What your doctor is reading on Medscape.com:
MARCH 16, 2020 — New challenges can lead to new rules, or at least new protocols based on the best available data.
The president of the Society for Cardiovascular Angiography and Interventions (SCAI) recently announced a set of informal recommendations on how to manage patients with confirmed or possible COVID-19 infection who, in ordinary times, would be sent to the cardiac catheterization laboratory without hesitation.
The next day, a fuller and more nuanced version of the recommendations was published in the Journal of the American College of Cardiology under the sponsorship of SCAI itself and the American College of Cardiology (ACC).
Although good data for guiding the process are in short supply, “We can leverage the lessons from China and determine how we might want to apply them to our healthcare systems,” writes SCAI president Ehtisham Mahmud, MD, University of California, San Diego, on the society’s website.

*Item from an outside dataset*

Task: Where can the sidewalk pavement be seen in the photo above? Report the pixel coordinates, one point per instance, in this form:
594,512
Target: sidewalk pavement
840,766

Seven COVID-19 patients had been admitted to his center over the previous 72 hours, writes Mahmud, who is a coauthor on the ACC/SCAI document.
The recommendations cover patients with ST-segment elevation myocardial infarction (STEMI), non-STEMI (NSTEMI), and elective or emergent cath procedures, including percutaneous coronary intervention (PCI).
In particular, Mahmud argues against a “thrombolysis first” approach to treating STEMI, one that has been followed in China. He says he doubts that strategy would be generally appropriate for the United States given its current burden of COVID-19 disease.
On the other hand, the ACC/SCAI statement proposes that “fibrinolysis can be considered an option for the relatively stable STEMI patient with active COVID-19,” after careful consideration of possible patient benefit vs the risks of cath-lab personnel exposure to the virus.
Patients with STEMI or with NSTEMI and symptoms or compromised hemodynamics “should be taken to the cath lab for angiography/primary PCI,” Mahmud recommends. “Post-transfer patients who have received fibrinolysis should still be taken for rescue PCI if clinically appropriate.”
The following approach “seems prudent,” Mahmud writes. In summary, patients with:
Confirmed COVID-19 infections: For STEMI or NSTEMI, send patients to the cath lab for angiography and, as appropriate, PCI; in stable NSTEMI, “medical management with coronary angiography for recalcitrant symptoms only may be the most logical approach.”
Possible COVID-19 infection: In STEMI, treat with primary PCI. In NSTEMI, “await coronary angiography until a negative COVID-19 test has been obtained.”
Elective cath procedures: “This group of patients requires an approach that is evolving,” Mahmud says. As most of them will have structural heart or peripheral vascular disease, for now “these patients should probably not undergo elective procedures until we have better assessment of the situation over the next few weeks.”